WIBC – Indianapolis will stop airing The Rush Limbaugh Show after July 3, 2015

The only thing constant in the business of radio is change. Ownership, management, staff, product, branding, etc. – these items are subject to change based upon numerous factors, mostly ratings and advertising revenue. This missive is not to explain, in intricate detail, the “hows and whys” of major changes in broadcasting. If you, fine reader, would like to know the intricacies, contact me and I’ll let you know my fee for such information.

Earlier this week, the management of Indianapolis news/talk radio station WIBC announced that the station will, no longer, air The Rush Limbaugh Show following the program’s July 3rd broadcast. While this may be a shock to many, it’s a scenario that has been brewing for over a year and, for some radio vets such as myself, is a dynamic that has been discussed for, at least, five years.

Sure, the cigar aficionado radio titan has been under fire for comments made over the past couple of years and advertising revenue has dipped, locally and nationally. Following vociferous boycotts of the program, including the social media effort #StopRush, there are national (and some local) advertisers who refuse to allow their commercials to air during El Rushbo’s program. Anti-Limbaugh groups are claiming victory as put forth by liberal websites like the Daily Kos and, if it makes them happy to live in their fantasy world, more power to them.

Allow me to shatter their world with inconvenient truths:

The refusal of advertisers to allow radio stations to air their commercials during Limbaugh’s show isn’t anything new. This has happened to Don Imus, Howard Stern and others throughout the history of commercial broadcasting.
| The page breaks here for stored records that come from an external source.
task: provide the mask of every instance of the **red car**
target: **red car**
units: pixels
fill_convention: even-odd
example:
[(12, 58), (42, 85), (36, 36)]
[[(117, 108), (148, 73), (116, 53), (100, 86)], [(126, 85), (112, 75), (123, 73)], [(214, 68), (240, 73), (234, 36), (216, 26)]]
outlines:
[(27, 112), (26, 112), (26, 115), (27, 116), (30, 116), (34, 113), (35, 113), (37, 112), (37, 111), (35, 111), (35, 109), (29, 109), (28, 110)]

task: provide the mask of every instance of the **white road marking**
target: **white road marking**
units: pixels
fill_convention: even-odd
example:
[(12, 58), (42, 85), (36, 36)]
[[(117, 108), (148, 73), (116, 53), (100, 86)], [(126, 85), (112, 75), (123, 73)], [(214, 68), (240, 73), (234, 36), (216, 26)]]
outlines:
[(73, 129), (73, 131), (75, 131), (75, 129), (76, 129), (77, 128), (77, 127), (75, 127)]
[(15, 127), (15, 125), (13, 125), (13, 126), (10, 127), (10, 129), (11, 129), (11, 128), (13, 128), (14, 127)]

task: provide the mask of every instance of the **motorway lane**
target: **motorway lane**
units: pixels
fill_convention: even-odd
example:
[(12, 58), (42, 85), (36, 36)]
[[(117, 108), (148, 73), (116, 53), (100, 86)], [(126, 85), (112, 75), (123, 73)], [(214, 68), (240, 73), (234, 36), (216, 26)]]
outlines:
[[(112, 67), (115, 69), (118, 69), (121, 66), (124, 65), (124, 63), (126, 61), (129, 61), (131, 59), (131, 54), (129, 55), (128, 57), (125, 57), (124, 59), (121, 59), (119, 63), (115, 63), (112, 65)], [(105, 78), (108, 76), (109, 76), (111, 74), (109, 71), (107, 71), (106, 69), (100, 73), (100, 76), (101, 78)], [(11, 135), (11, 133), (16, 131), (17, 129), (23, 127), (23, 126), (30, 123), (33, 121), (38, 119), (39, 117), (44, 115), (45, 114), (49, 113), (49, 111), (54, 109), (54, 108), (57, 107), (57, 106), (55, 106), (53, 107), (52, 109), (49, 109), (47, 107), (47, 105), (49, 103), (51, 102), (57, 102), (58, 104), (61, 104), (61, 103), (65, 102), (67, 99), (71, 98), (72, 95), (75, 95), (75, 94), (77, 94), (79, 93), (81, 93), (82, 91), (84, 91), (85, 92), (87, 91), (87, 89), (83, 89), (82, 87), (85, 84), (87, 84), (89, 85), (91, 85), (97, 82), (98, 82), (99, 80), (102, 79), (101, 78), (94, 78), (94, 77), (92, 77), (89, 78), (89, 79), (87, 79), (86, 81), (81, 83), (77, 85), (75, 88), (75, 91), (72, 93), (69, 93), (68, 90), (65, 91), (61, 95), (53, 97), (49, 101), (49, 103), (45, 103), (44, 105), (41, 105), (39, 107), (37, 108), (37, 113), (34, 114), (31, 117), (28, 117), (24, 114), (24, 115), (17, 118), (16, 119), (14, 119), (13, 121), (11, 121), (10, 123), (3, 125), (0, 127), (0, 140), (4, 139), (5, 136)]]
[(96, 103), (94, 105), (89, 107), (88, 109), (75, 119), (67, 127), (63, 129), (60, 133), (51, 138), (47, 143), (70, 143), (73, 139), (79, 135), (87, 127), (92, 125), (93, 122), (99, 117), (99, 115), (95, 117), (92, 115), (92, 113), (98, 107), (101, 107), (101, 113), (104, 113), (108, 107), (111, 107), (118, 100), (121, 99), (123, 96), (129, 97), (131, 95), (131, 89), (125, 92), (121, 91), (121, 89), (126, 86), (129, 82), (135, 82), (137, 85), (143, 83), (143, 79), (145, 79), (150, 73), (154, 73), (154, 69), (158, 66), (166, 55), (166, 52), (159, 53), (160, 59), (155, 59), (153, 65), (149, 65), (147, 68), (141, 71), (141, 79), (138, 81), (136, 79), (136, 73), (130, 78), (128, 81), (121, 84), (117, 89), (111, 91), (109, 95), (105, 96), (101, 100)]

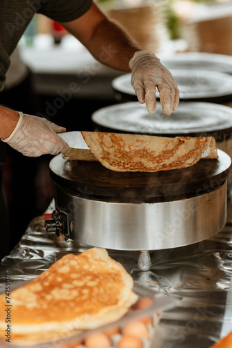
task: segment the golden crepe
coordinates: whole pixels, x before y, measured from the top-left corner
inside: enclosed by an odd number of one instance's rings
[[[63,155],[63,158],[75,161],[97,161],[90,150],[74,149],[74,148],[70,148],[70,150]]]
[[[195,164],[204,158],[217,158],[212,136],[168,138],[139,134],[81,132],[94,157],[112,171],[157,172]]]
[[[95,329],[122,317],[138,299],[132,277],[105,249],[63,256],[11,293],[15,341],[41,342]],[[0,308],[5,308],[5,294]],[[6,315],[0,313],[4,338]],[[42,335],[41,335],[42,333]]]

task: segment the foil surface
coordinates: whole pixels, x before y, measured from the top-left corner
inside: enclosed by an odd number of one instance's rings
[[[52,201],[47,213],[54,209]],[[6,270],[11,290],[38,276],[67,253],[88,248],[63,236],[47,234],[43,216],[31,221],[25,234],[0,264],[0,292],[5,292]],[[142,233],[142,231],[141,231]],[[178,301],[165,310],[151,348],[208,348],[232,330],[232,200],[222,231],[208,239],[172,249],[151,251],[151,269],[138,267],[139,251],[108,250],[135,282]]]

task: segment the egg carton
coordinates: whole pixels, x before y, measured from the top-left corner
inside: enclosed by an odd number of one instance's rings
[[[144,337],[143,334],[141,334],[140,337],[138,332],[136,333],[135,335],[138,336],[138,340],[140,342],[138,348],[151,348],[151,343],[163,312],[175,307],[177,300],[171,295],[156,293],[151,288],[144,287],[138,283],[134,284],[133,291],[138,295],[138,299],[127,313],[119,320],[92,330],[79,331],[76,333],[72,333],[72,335],[69,333],[65,337],[57,337],[52,342],[43,342],[35,345],[25,345],[24,342],[23,345],[16,345],[11,342],[10,348],[22,348],[22,347],[24,348],[92,348],[87,344],[87,342],[89,341],[90,336],[95,337],[96,340],[96,337],[99,337],[99,334],[107,335],[110,342],[110,345],[106,346],[107,348],[128,348],[129,347],[128,343],[126,345],[120,346],[122,342],[119,345],[119,342],[126,335],[125,330],[129,324],[131,323],[133,325],[134,323],[138,322],[145,322],[145,327],[147,330],[147,337]],[[146,308],[138,308],[138,303],[144,298],[150,300],[149,306],[146,306]],[[116,333],[115,333],[115,331]],[[113,333],[111,335],[109,334],[110,332]],[[134,337],[131,333],[126,334],[126,335]],[[135,345],[132,347],[137,348]],[[99,346],[97,345],[95,340],[92,348],[99,347],[104,348],[104,346],[101,344]],[[9,348],[9,343],[0,340],[0,348]]]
Rush Limbaugh’s listenership, while popular in many demographics, skews older than most radio shows. On the local radio market level, the key demographic for national advertising is “P 25-54”, which means “all persons aged 25-54”. National advertising agencies see the 25-54 age demographic as the best “bang for their buck” when placing ad buys with local radio. I’m not referring to 90% of the big-name advertising one hears on their local station (Lowe’s, Walgreen’s, etc.) as those commercials (barters) are aired under contractual obligations for services provided to the station or for syndicated programming airing. But, I digress.
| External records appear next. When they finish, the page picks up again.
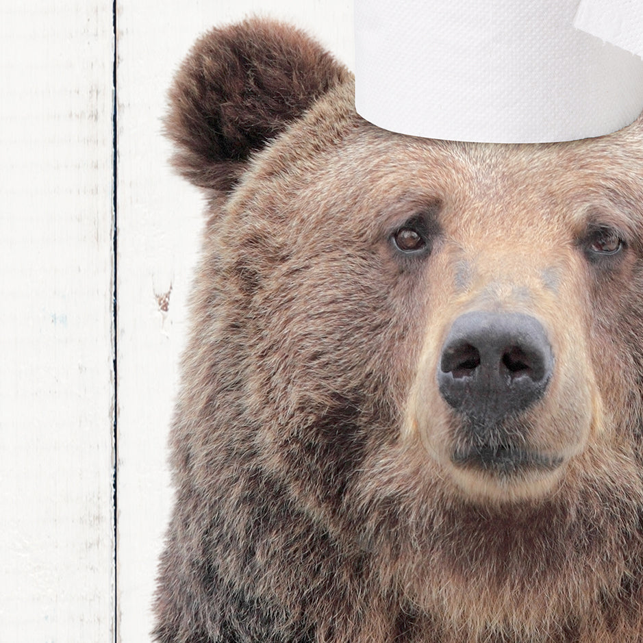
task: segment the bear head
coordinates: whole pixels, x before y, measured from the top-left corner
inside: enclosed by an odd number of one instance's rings
[[[640,640],[643,118],[396,134],[258,20],[171,104],[207,220],[160,640]]]

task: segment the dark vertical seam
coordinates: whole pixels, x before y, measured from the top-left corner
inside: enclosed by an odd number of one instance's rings
[[[114,411],[112,416],[112,527],[114,529],[114,642],[118,643],[118,100],[117,100],[117,62],[118,62],[118,38],[116,31],[116,0],[112,0],[112,38],[114,43],[113,60],[112,65],[112,364],[114,373]]]

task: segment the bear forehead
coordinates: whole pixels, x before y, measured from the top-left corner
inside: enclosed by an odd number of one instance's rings
[[[423,139],[362,119],[346,83],[255,156],[230,206],[256,209],[257,199],[267,198],[291,211],[308,197],[320,213],[343,209],[359,216],[360,203],[377,211],[377,204],[439,199],[468,207],[493,203],[499,210],[566,211],[581,220],[603,208],[634,225],[643,202],[642,160],[643,118],[614,134],[565,143]]]

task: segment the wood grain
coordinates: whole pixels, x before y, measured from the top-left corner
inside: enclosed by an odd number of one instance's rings
[[[0,16],[0,641],[112,640],[111,3]]]

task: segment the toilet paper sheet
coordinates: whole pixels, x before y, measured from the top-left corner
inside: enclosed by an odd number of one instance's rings
[[[620,25],[611,34],[638,46],[640,2],[611,23]],[[619,3],[630,4],[609,5]],[[643,60],[575,27],[577,14],[583,29],[603,25],[603,4],[355,0],[357,112],[384,129],[455,140],[541,142],[619,129],[643,110]]]
[[[574,26],[643,58],[643,0],[583,0]]]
In 2015, unlike 20 years ago and earlier, there are numerous ways for a person to get their entertainment and information. Gone are the days of having to rely, solely, on radio, television, newspapers and magazines. The advent of the internet and evolving technology have taken the onus off traditional platforms. Newspapers and magazines were the first to be affected. Radio and television are feeling the crunch more and more every day – mostly from the under-40 crowd.
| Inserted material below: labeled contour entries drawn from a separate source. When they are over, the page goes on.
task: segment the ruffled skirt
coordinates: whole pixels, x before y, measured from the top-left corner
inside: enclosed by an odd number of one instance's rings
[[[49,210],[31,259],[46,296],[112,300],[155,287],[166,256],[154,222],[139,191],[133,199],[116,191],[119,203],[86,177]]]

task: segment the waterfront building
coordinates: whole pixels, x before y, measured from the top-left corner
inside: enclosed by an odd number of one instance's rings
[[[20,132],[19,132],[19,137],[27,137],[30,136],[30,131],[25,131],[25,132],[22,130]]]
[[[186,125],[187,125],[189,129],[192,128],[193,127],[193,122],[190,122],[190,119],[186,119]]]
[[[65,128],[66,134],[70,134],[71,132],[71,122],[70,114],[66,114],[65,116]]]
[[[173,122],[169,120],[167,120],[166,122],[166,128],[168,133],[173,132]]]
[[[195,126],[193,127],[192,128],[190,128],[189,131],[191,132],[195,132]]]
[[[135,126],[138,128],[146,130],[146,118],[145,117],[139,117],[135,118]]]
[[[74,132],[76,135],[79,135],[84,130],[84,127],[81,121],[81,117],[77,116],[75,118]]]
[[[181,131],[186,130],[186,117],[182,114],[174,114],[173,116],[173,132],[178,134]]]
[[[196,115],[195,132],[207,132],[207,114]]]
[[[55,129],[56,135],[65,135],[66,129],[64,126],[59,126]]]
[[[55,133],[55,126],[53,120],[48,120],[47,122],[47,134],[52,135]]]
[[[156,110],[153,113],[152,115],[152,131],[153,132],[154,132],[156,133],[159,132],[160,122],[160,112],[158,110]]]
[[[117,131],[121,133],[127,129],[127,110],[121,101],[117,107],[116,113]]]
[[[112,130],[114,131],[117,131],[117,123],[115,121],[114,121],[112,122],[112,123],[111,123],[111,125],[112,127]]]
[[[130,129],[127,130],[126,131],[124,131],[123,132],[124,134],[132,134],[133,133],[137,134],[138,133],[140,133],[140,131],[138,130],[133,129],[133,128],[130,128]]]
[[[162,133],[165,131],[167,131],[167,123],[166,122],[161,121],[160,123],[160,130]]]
Speaking, specifically, of radio, lower advertising revenues and increasing technologies have forced staffs to be pared, remaining personnel to take on far more responsibility than in past days and relying on more syndicated/national programming, especially in non-music formats. No matter how well-staffed a radio station is, the on-air product is what people listen to, or tune out if it’s not something they desire.

How does all this apply to WIBC and Rush Limbaugh?

For WIBC to continue as a successful property for Emmis, it’s apparent that management has decided to re-tool their early afternoon programming to attract a younger audience and, by extension, more advertising opportunities. It has been announced that Dana Loesch’s show, which airs from 1-4PM ET but is not broadcast live on WIBC, will do so in early July. Ms. Loesch’s show, while conservative-talk as is Limbaugh’s, is fresher and includes topicality that is non-political. The show dynamic is hipper, younger-sounding, highly entertaining and should attract more listeners from the younger half of that all-important 25-54 demographic.

There will be angry Limbaugh fans in Indianapolis and ecstatic Limbaugh haters around the country. For Jeff Smulyan, the founder/CEO of Emmis Communications, Charlie Morgan, Emmis/Indianapolis’ market manager and everyone else involved in the decision, the process is business, not personal. It is evolution, not cowardice. It is pragmatism, not politics. It is realism, not rhetoric. For anyone to assert anything else is proof that they know nothing about radio.